When her fourth son is born, she names him Judah saying, "This time I will praise the LORD." No mention now of her husband, nor of her desperate desire to be loved and accepted by him (a wholly legitimate desire). Leah, so slighted and demeaned, is not abandoned in her misery and with the birth of Judah she recognises it. No doubt the grief remains but she is able now to praise the LORD out of her pain. Reconciled to her situation, she is able to rejoice in the God who is ever-loving and ever-loyal to his people.

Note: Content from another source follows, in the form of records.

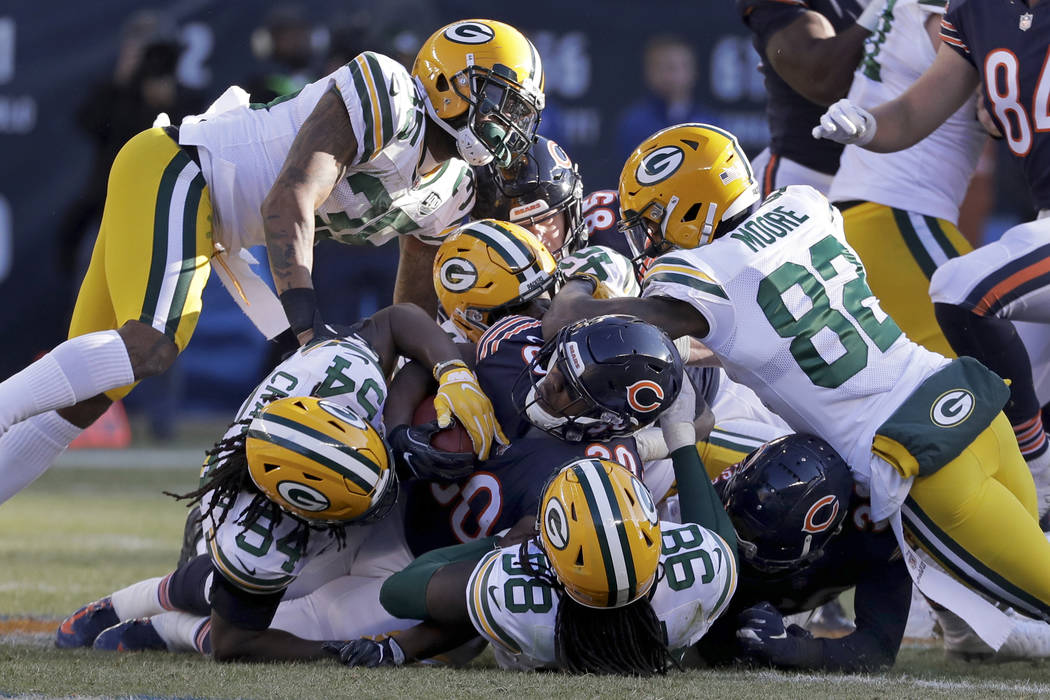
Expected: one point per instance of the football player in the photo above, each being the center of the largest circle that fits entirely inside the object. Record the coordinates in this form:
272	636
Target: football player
274	479
582	594
773	289
979	295
365	154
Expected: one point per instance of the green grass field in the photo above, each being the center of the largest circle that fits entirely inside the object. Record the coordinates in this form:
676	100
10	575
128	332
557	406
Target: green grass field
79	533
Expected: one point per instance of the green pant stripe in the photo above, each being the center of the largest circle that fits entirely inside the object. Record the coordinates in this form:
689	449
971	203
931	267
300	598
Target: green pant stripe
950	553
159	260
189	255
910	239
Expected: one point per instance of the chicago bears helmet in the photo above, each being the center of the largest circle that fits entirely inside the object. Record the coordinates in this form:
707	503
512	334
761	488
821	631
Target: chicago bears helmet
786	500
320	462
485	269
601	378
599	527
679	184
532	189
483	81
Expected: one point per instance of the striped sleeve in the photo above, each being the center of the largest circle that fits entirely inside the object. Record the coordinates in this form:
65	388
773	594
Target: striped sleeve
376	99
484	605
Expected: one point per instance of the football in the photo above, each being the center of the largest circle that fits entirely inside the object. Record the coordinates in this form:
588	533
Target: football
453	439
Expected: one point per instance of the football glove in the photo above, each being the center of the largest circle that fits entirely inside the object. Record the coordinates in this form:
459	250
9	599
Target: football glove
763	638
460	395
845	123
612	270
416	459
368	653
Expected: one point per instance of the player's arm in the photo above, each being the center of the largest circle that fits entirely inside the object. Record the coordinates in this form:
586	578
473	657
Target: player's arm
814	60
415	274
574	301
239	628
315	164
882	606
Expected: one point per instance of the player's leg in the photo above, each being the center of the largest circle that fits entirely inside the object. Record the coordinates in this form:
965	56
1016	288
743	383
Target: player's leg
131	318
901	251
978	529
977	298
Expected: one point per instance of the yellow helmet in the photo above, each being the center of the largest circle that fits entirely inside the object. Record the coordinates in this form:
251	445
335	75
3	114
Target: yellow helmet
679	184
599	528
320	461
483	81
486	267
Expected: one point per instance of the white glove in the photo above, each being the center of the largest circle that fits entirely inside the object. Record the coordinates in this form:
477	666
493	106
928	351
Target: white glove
845	123
676	422
608	266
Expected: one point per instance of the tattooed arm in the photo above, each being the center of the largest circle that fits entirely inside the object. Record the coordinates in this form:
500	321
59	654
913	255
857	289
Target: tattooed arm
315	164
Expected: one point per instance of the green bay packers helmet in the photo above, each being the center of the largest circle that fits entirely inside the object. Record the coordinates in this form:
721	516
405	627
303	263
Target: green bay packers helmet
320	462
679	184
486	268
483	82
599	528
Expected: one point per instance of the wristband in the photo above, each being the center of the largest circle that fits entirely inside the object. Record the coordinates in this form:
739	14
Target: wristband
300	308
442	367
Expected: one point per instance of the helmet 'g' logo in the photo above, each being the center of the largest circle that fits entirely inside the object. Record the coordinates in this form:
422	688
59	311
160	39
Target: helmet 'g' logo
811	524
458	274
555	524
645	500
302	496
659	165
952	407
469	33
645	396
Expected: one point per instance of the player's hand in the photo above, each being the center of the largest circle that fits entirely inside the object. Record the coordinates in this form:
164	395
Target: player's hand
416	459
460	395
845	123
676	421
612	271
368	653
763	637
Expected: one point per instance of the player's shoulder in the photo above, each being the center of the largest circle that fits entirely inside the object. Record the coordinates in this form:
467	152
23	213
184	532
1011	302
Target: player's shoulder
509	333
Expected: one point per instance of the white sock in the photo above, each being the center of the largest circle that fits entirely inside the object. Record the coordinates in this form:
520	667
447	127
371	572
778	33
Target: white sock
182	632
140	599
79	368
29	448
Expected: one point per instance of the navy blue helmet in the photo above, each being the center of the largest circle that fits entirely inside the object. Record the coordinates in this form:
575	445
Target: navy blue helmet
601	378
533	188
786	500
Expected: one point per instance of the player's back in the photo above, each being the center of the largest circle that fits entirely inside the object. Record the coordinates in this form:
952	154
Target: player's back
792	317
929	177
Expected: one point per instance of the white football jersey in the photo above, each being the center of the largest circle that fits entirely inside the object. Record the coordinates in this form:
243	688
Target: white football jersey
793	318
392	189
931	176
265	557
516	611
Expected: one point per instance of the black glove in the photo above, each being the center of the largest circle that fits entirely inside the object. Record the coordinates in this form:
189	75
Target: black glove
416	459
368	653
762	636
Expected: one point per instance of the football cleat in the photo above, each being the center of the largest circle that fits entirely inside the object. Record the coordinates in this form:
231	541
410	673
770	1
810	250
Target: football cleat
137	635
81	628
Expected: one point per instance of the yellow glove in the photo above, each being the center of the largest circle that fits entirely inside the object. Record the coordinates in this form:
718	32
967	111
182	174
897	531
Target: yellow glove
460	395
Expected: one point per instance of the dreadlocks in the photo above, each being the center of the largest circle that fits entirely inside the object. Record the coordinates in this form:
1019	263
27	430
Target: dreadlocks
228	476
625	641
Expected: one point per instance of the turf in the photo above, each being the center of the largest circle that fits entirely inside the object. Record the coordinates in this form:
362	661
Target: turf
78	534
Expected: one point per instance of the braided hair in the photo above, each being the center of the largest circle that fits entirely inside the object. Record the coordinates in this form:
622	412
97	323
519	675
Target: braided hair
624	641
228	476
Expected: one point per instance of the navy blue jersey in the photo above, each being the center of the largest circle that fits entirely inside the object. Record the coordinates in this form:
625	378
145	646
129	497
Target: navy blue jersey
792	117
1009	45
864	554
503	353
505	489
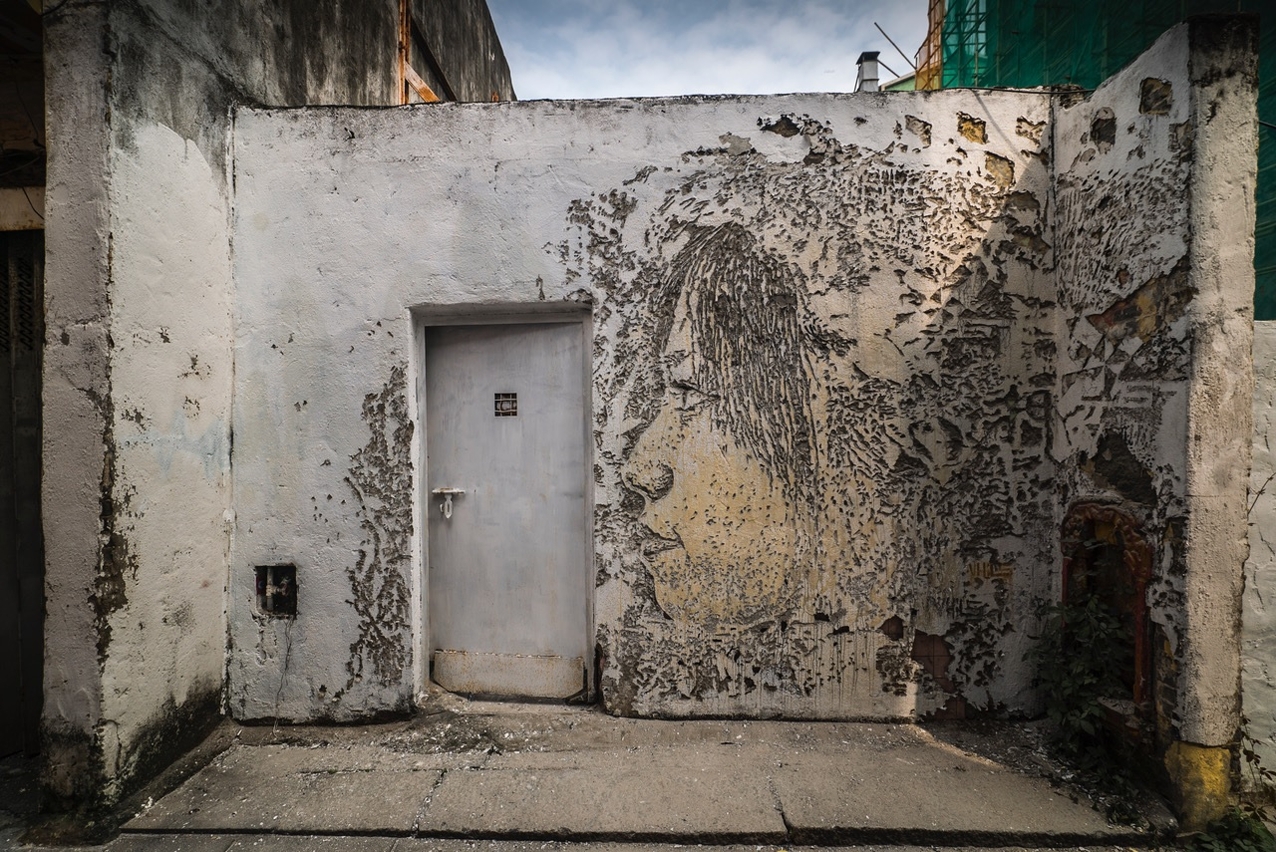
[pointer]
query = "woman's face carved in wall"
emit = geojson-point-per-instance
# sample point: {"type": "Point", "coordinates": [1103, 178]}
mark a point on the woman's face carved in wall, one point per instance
{"type": "Point", "coordinates": [727, 543]}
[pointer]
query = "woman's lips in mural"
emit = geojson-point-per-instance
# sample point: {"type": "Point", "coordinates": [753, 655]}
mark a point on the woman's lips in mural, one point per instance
{"type": "Point", "coordinates": [655, 545]}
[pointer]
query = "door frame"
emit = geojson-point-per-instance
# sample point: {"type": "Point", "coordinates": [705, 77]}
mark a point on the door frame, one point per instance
{"type": "Point", "coordinates": [425, 316]}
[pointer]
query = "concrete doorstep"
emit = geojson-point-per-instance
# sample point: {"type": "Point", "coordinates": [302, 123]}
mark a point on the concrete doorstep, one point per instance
{"type": "Point", "coordinates": [508, 773]}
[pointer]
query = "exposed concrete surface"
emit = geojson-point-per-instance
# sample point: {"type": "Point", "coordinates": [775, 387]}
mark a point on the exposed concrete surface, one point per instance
{"type": "Point", "coordinates": [551, 773]}
{"type": "Point", "coordinates": [1258, 623]}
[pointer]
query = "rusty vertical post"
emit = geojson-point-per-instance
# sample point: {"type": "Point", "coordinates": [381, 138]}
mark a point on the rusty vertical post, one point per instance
{"type": "Point", "coordinates": [405, 46]}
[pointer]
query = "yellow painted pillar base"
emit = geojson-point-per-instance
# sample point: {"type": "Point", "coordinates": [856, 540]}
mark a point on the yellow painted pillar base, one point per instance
{"type": "Point", "coordinates": [1201, 778]}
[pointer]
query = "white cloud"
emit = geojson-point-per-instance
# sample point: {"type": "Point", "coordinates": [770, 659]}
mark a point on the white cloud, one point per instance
{"type": "Point", "coordinates": [587, 49]}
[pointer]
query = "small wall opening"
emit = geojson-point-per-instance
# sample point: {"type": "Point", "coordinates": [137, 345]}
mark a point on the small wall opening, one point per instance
{"type": "Point", "coordinates": [1108, 563]}
{"type": "Point", "coordinates": [277, 591]}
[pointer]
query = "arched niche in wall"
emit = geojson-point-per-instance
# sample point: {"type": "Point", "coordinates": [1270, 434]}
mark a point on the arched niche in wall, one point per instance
{"type": "Point", "coordinates": [1106, 556]}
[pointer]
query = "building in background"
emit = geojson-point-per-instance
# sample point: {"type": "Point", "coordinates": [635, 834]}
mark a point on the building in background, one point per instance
{"type": "Point", "coordinates": [1023, 44]}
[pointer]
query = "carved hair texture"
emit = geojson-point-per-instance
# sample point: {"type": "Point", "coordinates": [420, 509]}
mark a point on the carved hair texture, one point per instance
{"type": "Point", "coordinates": [743, 308]}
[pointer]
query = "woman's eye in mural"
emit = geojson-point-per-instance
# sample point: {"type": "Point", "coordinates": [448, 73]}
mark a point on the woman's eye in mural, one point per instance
{"type": "Point", "coordinates": [687, 397]}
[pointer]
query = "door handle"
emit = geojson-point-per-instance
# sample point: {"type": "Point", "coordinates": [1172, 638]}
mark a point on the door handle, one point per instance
{"type": "Point", "coordinates": [447, 494]}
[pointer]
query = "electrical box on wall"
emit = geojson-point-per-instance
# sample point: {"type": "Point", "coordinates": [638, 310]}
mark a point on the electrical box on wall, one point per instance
{"type": "Point", "coordinates": [277, 591]}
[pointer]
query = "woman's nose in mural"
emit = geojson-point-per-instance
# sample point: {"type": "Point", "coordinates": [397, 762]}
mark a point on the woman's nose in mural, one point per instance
{"type": "Point", "coordinates": [648, 472]}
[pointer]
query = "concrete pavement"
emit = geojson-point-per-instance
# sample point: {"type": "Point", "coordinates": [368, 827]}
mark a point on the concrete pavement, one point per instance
{"type": "Point", "coordinates": [494, 777]}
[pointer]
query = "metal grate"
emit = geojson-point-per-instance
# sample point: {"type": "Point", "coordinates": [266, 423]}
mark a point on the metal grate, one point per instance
{"type": "Point", "coordinates": [5, 339]}
{"type": "Point", "coordinates": [26, 324]}
{"type": "Point", "coordinates": [507, 404]}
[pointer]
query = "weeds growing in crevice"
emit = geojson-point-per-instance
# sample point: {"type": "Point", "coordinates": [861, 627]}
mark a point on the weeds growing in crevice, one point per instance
{"type": "Point", "coordinates": [1080, 661]}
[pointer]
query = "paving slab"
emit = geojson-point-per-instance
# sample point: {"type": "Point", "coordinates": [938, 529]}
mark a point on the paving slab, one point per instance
{"type": "Point", "coordinates": [171, 843]}
{"type": "Point", "coordinates": [294, 843]}
{"type": "Point", "coordinates": [627, 795]}
{"type": "Point", "coordinates": [927, 795]}
{"type": "Point", "coordinates": [563, 774]}
{"type": "Point", "coordinates": [252, 797]}
{"type": "Point", "coordinates": [347, 843]}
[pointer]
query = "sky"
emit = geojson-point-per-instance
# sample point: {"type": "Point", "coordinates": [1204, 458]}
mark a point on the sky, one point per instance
{"type": "Point", "coordinates": [599, 49]}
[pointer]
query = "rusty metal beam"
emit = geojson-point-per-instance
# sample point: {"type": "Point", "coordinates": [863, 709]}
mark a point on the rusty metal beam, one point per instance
{"type": "Point", "coordinates": [420, 86]}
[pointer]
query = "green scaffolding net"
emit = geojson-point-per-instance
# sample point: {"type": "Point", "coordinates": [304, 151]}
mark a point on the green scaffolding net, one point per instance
{"type": "Point", "coordinates": [1082, 42]}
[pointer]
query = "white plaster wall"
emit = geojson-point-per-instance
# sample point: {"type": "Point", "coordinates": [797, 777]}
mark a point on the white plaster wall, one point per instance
{"type": "Point", "coordinates": [1154, 227]}
{"type": "Point", "coordinates": [1224, 66]}
{"type": "Point", "coordinates": [1122, 226]}
{"type": "Point", "coordinates": [1258, 635]}
{"type": "Point", "coordinates": [77, 246]}
{"type": "Point", "coordinates": [522, 204]}
{"type": "Point", "coordinates": [171, 367]}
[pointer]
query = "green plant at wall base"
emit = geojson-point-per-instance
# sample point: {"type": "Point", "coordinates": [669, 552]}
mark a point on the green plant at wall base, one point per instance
{"type": "Point", "coordinates": [1078, 661]}
{"type": "Point", "coordinates": [1234, 832]}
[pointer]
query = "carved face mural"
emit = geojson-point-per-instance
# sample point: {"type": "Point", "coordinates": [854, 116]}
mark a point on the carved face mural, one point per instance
{"type": "Point", "coordinates": [725, 468]}
{"type": "Point", "coordinates": [822, 390]}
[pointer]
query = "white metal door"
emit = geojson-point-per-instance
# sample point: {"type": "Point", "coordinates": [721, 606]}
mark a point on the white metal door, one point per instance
{"type": "Point", "coordinates": [508, 586]}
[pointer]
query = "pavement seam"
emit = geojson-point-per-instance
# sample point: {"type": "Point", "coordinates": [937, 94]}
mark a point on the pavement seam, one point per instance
{"type": "Point", "coordinates": [780, 807]}
{"type": "Point", "coordinates": [428, 801]}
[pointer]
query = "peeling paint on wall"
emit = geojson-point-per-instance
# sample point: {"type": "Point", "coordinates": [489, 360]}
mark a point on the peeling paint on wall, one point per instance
{"type": "Point", "coordinates": [789, 470]}
{"type": "Point", "coordinates": [854, 361]}
{"type": "Point", "coordinates": [380, 478]}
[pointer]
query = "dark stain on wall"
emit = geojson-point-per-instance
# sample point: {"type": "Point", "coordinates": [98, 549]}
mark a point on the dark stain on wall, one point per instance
{"type": "Point", "coordinates": [972, 129]}
{"type": "Point", "coordinates": [1114, 466]}
{"type": "Point", "coordinates": [380, 477]}
{"type": "Point", "coordinates": [1155, 96]}
{"type": "Point", "coordinates": [1103, 129]}
{"type": "Point", "coordinates": [1150, 309]}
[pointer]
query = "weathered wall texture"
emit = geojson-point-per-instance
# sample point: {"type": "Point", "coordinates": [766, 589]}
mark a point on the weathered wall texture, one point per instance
{"type": "Point", "coordinates": [139, 362]}
{"type": "Point", "coordinates": [870, 459]}
{"type": "Point", "coordinates": [1258, 639]}
{"type": "Point", "coordinates": [856, 360]}
{"type": "Point", "coordinates": [1151, 240]}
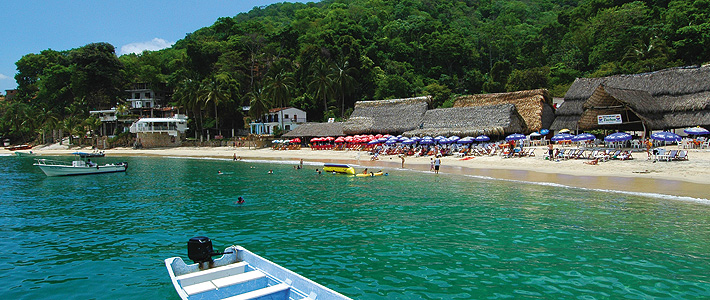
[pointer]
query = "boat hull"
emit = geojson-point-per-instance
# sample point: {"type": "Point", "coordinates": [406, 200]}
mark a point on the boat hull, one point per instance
{"type": "Point", "coordinates": [339, 168]}
{"type": "Point", "coordinates": [60, 170]}
{"type": "Point", "coordinates": [369, 174]}
{"type": "Point", "coordinates": [241, 272]}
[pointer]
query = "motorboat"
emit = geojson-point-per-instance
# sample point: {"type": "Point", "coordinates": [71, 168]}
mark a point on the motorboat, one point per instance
{"type": "Point", "coordinates": [238, 274]}
{"type": "Point", "coordinates": [339, 168]}
{"type": "Point", "coordinates": [77, 167]}
{"type": "Point", "coordinates": [92, 154]}
{"type": "Point", "coordinates": [371, 174]}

"This time" her focus is higher than her husband and her joy greater than he could arouse or sustain. To be loved and accepted by the LORD and to know his favour means more than anything else could. He has begun to fill her horizons and to satisfy her deepest longings. He had been with her at every step of her long and arduous journey, holding her heart when it broke apart, gifting and growing the faith that has now begun to blossom.

Her story speaks to us so powerfully as we wrestle with life and with aspirations that maybe entirely proper but remain unmet. Our misery is seen and we are known by the LORD. He is not unmindful of us. We might be tempted to measure his care in the currency of fulfilled longings but that is a false step, even if understandable. The true satisfaction of our search for happiness and meaning and the deepest acceptance is found supremely in the Lord. He is precious beyond words.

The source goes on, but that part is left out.